In looking for assets to help fund an established life insurance need or other financial goal, you may find prospects among the employees of a small-sized business. If they are still employed and over age 59 1/2 (to avoid tax penalties), they may have a profit-sharing plan that is eligible for an “in-service distribution.”
As a result, taking an “in-service withdrawal” may be just the ticket to help a client find those premium dollars you thought were lacking.
How in-service withdrawals work
In-service withdrawals are permitted because, unlike defined benefit and other pension plans that must provide for retirement benefits, profit-sharing plans (which include 401(k) plans) are not so limited. Profit-sharing plans can permit a distribution of all or part of a participant’s vested interest that has remained in the plan for at least two years prior to the distribution.

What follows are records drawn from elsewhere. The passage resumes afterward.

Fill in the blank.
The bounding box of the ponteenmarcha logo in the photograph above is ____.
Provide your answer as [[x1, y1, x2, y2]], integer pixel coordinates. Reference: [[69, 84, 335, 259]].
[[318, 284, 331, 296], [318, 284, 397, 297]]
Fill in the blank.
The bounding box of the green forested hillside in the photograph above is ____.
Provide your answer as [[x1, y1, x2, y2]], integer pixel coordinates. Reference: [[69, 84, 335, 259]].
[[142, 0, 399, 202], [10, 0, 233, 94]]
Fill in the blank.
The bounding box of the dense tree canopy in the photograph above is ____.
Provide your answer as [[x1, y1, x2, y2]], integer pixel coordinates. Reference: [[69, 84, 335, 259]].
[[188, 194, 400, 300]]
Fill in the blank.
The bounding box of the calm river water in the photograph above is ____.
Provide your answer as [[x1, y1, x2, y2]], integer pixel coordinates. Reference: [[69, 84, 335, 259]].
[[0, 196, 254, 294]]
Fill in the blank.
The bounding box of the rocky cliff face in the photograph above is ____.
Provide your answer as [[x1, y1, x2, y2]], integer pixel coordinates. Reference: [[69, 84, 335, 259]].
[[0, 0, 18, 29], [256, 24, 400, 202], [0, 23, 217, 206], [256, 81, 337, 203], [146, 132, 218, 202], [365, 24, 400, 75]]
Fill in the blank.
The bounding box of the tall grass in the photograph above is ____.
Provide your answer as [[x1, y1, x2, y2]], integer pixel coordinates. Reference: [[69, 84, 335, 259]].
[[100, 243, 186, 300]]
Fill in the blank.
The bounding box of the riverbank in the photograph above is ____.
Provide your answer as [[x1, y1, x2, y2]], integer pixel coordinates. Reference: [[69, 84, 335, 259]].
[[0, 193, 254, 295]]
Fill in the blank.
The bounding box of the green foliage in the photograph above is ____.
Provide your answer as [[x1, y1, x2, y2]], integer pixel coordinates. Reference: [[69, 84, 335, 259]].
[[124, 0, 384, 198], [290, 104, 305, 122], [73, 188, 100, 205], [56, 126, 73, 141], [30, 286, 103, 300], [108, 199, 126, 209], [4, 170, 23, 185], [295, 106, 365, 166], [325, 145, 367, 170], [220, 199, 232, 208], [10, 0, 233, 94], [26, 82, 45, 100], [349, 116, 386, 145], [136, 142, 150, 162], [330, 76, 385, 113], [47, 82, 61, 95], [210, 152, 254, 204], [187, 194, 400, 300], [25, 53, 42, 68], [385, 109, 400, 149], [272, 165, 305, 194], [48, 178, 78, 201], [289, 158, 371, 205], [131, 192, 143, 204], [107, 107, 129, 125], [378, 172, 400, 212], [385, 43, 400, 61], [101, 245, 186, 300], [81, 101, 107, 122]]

The plans may also allow a participant with at least 5 years of plan participation to withdraw all or part of the participant’s vested interest, including amounts contributed within the last 2 years. In-service withdrawals can also be used for the purchase of incidental life, accident, or health insurance.
So, provided the plan permits distributions while the participant is still actively working and participating in the plan by virtue of the 2-year (“aged money”) or the 5 years of plan participation rule, in-service withdrawals are permitted.
In-service withdrawals can be done under various conditions, such as after a fixed number of years (at least two years as noted above); the attainment of a stated age; or upon the prior occurrence of some event such as a layoff, illness, disability, retirement, death, or severance of employment.
Remember, the profit-sharing plan document must specifically allow for such distributions. Many profit sharing plans allow for in-service withdrawals if elected in the agreement adopting the plan.
Such withdrawals can’t be made from amounts attributable to elective pre-tax contributions (including deferrals plus earnings, qualified non-elective, and matching contributions) from Internal Revenue Code (IRC) 401(k) profit-sharing plans prior to age 59 1/2 , except for hardship withdrawals and disability. However, hardships are generally limited to the employee’s pre-tax elective deferrals, less any prior hardship distributions, except for pre-12/31/88 gains if the plan provides for them. Also, hardship withdrawals cannot be rolled over into IRAs. In-service withdrawals can still be taken from other non-401(k) employer profit sharing contributions that are allowed in the plan.